There's an old, long thread on here somewhere regarding Poinsettia at Christmas. My experience of these is they nearly always look dreadful fairly quickly, starting with dropping leaves which often go black first, so they're defoliated within a week or two. In all the years I've bought them, I've had 3 which still looked good weeks later - all the others didn't, and given I've been buying them for 30 years or so, well... It doesn't seem to make much difference where you buy them either - one Marks and Spencer one looked awful within a week, but another from there the following year did really well. The other two that did well came variously from Tesco and Waitrose. These days, I leave it till the last possible moment to buy one in hopes it'll at least look fine for Christmas Day and Boxing Day... I remember when Tesco had a 'promise' on these - if it didn't last two weeks, you could exchange it,and one year, I took back two for exchange - it didn't last long, they only ran that for a couple of years!
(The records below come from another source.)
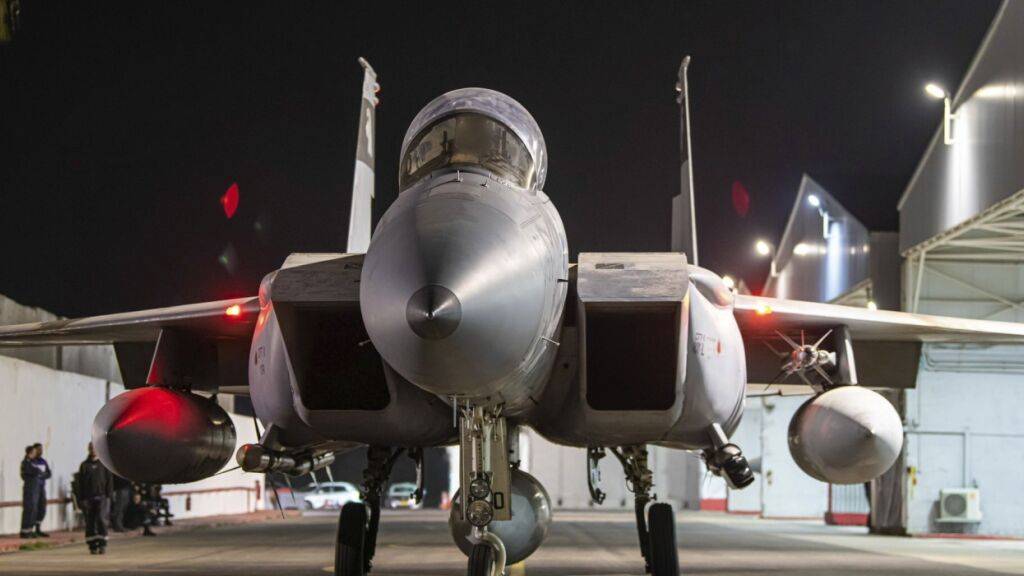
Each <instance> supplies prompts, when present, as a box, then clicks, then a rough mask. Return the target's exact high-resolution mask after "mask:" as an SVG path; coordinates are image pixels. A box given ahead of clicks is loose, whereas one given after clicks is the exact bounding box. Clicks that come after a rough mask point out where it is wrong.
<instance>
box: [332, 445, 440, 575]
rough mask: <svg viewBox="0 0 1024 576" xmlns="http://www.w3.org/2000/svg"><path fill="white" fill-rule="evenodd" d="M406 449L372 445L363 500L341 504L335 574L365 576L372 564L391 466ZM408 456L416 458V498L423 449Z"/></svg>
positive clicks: (338, 530) (421, 461) (340, 574)
mask: <svg viewBox="0 0 1024 576" xmlns="http://www.w3.org/2000/svg"><path fill="white" fill-rule="evenodd" d="M403 452H406V449H403V448H397V449H391V448H386V447H382V446H371V447H370V448H369V449H368V451H367V468H366V470H364V472H362V491H361V492H362V494H361V495H362V502H349V503H347V504H345V505H344V506H343V507H342V508H341V517H340V518H339V519H338V537H337V541H336V542H335V554H334V573H335V576H365V575H366V574H368V573H369V572H370V570H371V569H372V568H373V560H374V554H375V553H376V551H377V532H378V529H379V528H380V519H381V500H382V499H383V497H384V490H385V489H386V487H387V482H388V478H389V477H390V476H391V468H392V467H394V462H395V460H397V459H398V456H400V455H401V454H402V453H403ZM409 456H410V457H411V458H413V460H415V461H416V469H417V475H416V478H417V481H418V486H417V489H416V492H415V493H414V498H416V499H417V500H418V501H419V499H421V498H422V497H423V450H422V449H419V448H413V449H410V450H409Z"/></svg>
If you've not over watered,its not in a draught and not near a heat source, its not your fault, is what I'm trying to say - its more to do with being hot house mass produced, transported, and transported again after you've bought one, so essentially, transition shock. Probably a lot safer to buy a Christmas Cherry (also called Jerusalem Cherry, Solanum capsicastrum) for Christmas decoration purposes, though these days, they are much harder to find.

2 Dec, 2019


Thanks as usual! I know these plants don't last that long and are usually given as gifts just before Christmas to be typically discarded after the festive season. They look very nice in M&S in a crowd and I have always wondered if shops spray them with something to keep them looking fresh. However, the one I have now has broken all comers records and started to shed leaves almost immediately. I was, however, given one at work some years ago and it lived on and on. It never looked good and only ever developed one or two red leaves around this time of the year. I never throw away a living plant, no matter how sad it looks but it does go to show an exception to the rule. Thanks also for your suggestions for alternative indoor plants.

4 Dec, 2019


My family have all been warned not to buy me any poinsettias as I spend too much energy trying and failing to keep them going. I hate just watching plants die!

8 Dec, 2019


So do I, Pennyfarthin! I always feel guilty even when people convince me it is not my fault, like the other contributors here.

9 Dec, 2019


I live in a sunny part of Australia - the Gold Coast - and mine grows like crazy outside. It's all about the climate matching the origin of the plant as much as possible. This plant needs lots of sunlight and likes to be watered, but not soaking in water. Warm enough to be comfortable for you.
The northern hemisphere is just not compatible enough at Christmas time. I think it's all in the forced conditions to market this as 'Christmassy'. Don't worry about it. There's heaps more beautiful plants out there.

13 Dec, 2019


Thanks, Jenniferjun! Are you trying to make me envious telling me that you live on the Gold Coast, which must have been one of the places I have seen them growing naturally!!! You have succeeded! I have a relative in Melbourne, Phillip Island at the moment, and she grows a lemon tree. She said she got 40 lemons off it. I tried this and it was a disaster! Season's Greeting to you!